Bad COP 19 host issues aside, a major point of contention amongst many in the international community right now are the changes Poland is making to its renewable energy support schemes. The most glaring of which is the plan to construct an electronic barrier to deny the energy from neighboring Germancy onto the Polish grid.

By installing equipment known as phase-shifters on transmission links, Poland is able to block excess renewables output from Germany, allowing only home-grown energy for consumption. This keeps wholesale prices up and profits high for the State, and serves to protect the economic interests of its incumbent, centralized, and overwhelmingly coal-reliant energy grid.

While many of their EU peers are creating decentralized, renewables-based energy grids, Poland’s recent efforts take the opposite approach, maintaining the status-quo of the 20th Century.

“We should be making the connections bigger, and opening the market up, not closing it,” says Grzegorz Wisniewski, of the Institute for Renewable Energy.

The changes have been a few years in the making, due in most part to a lack of policy support and a misleading energy scheme that encourages generators to burn biomass (co-firing) as a way to generate green credits. What has resulted is stalled development of renewables and an even greater amount of power for the traditional utility companies.
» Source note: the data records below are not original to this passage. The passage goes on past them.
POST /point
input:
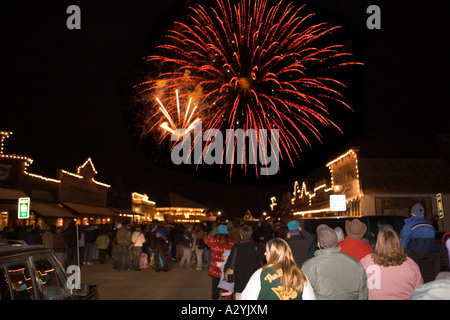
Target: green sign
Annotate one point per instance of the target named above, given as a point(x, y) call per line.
point(23, 208)
point(440, 206)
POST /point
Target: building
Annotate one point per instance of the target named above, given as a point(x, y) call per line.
point(375, 186)
point(71, 196)
point(183, 210)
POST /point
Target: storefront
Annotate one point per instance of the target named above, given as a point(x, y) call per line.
point(376, 186)
point(183, 210)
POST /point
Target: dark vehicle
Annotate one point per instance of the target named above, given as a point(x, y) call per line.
point(32, 272)
point(374, 223)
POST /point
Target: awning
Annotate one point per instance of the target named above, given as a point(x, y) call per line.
point(84, 209)
point(124, 211)
point(11, 194)
point(53, 210)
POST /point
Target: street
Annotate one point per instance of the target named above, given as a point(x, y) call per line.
point(147, 284)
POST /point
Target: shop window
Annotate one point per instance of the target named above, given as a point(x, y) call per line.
point(50, 279)
point(21, 283)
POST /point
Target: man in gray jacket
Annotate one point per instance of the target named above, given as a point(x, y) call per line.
point(335, 275)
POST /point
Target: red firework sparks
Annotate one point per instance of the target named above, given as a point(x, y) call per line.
point(253, 66)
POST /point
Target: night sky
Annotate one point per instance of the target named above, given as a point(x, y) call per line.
point(64, 92)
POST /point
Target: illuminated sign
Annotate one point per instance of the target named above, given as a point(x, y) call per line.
point(23, 208)
point(338, 202)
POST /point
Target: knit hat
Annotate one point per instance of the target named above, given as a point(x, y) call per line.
point(293, 226)
point(417, 210)
point(355, 229)
point(326, 236)
point(223, 229)
point(339, 233)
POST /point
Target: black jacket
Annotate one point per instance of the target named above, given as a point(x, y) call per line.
point(249, 258)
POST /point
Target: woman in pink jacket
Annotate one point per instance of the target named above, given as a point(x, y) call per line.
point(391, 274)
point(218, 241)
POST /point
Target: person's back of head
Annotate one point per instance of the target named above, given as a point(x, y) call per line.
point(246, 232)
point(326, 237)
point(388, 250)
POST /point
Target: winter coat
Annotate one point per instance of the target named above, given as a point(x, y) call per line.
point(217, 247)
point(249, 257)
point(336, 276)
point(124, 237)
point(393, 282)
point(138, 238)
point(358, 249)
point(102, 241)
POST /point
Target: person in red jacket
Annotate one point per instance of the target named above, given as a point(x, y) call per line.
point(353, 244)
point(218, 241)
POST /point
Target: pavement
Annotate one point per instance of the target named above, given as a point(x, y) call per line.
point(147, 284)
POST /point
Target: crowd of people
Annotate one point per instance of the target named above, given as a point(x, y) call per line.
point(259, 260)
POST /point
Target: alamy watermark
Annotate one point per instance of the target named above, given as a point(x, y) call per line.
point(234, 150)
point(73, 277)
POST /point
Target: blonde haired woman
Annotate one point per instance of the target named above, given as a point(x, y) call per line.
point(391, 274)
point(280, 278)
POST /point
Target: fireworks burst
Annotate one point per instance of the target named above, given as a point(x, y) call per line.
point(253, 66)
point(184, 125)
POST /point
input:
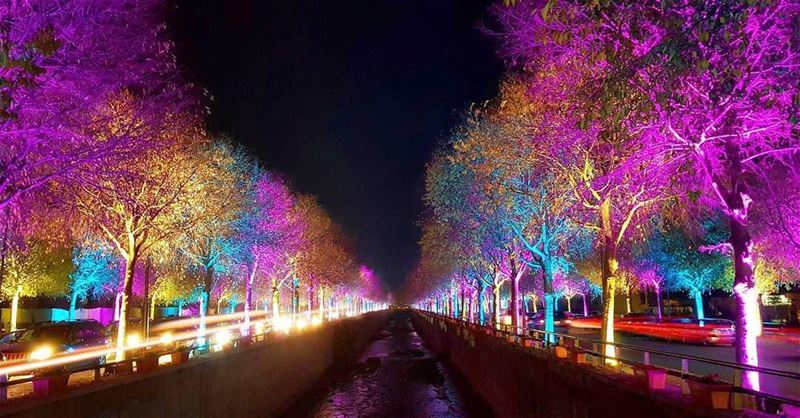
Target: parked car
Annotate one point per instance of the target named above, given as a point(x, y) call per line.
point(10, 337)
point(51, 339)
point(560, 319)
Even further, the government recently announced that it is replacing its quota process with that of an auctioning system – which is almosst guaranteed to favour the large utilities at the expense of independent power operators.

None of this bodes well for green energy in Central Europe. “This is the worst time in 25 years in Poland for renewables,” Wisniewski says. “This government is doing everything it can not to implement the EU directives.”

Unfortunately, this is expected when the coal industry is given such primacy within the country. WWF calculates that 95 billion zlotys (around $130 billion) of subsidies since 1995 have gone to coal, but Poland’s coal reserves are declining rapidly. The country already imports 15 per cent of its coal needs, much of this from Siberia, and Experts say that within 20 years, the country could be entirely reliant on imports because its own reserves would be too expensive to be economically viable.

With a right-wing government in power, and those even further on that side of the spectrum looking to gain power in the next election cycle, it seems that the environment is simply not of a concern to the government.

Krzysztof Tyszkiewicz, a recently retired MP and member of Tusk’s party, says there are few pro-renewable MPs in parliament. “The environmental issue is not important in Poland,” he says.

This is in stark contrast with the majority of the EU, and is surprising considering the issues they will have with their own coal reserves in the coming years. The citizens of Poland benefit from lower prices, which I am sure they are not objecting to en masse, but they will lose big when it comes to their health and the future competitive advantage.

Simply put, the Poles are playing defense right now. In a time where being proactive and collaborative with regard to energy development is vital, Poland is looking inward and allowing the utility and coal industry to dictate energy policy.  They must look out for number one, but.  Their strategy seems predicated more on fear and special interests, than pragmatism, and this needs to change.

Fortunately, Poland has proven to be resiliant, strong, loyal, and hard-working. All they need to do is change this policy of fear and transform it into a pragmatic foundation for sustainable success. They have so much to offer the world, but closing themselves off benefits no one.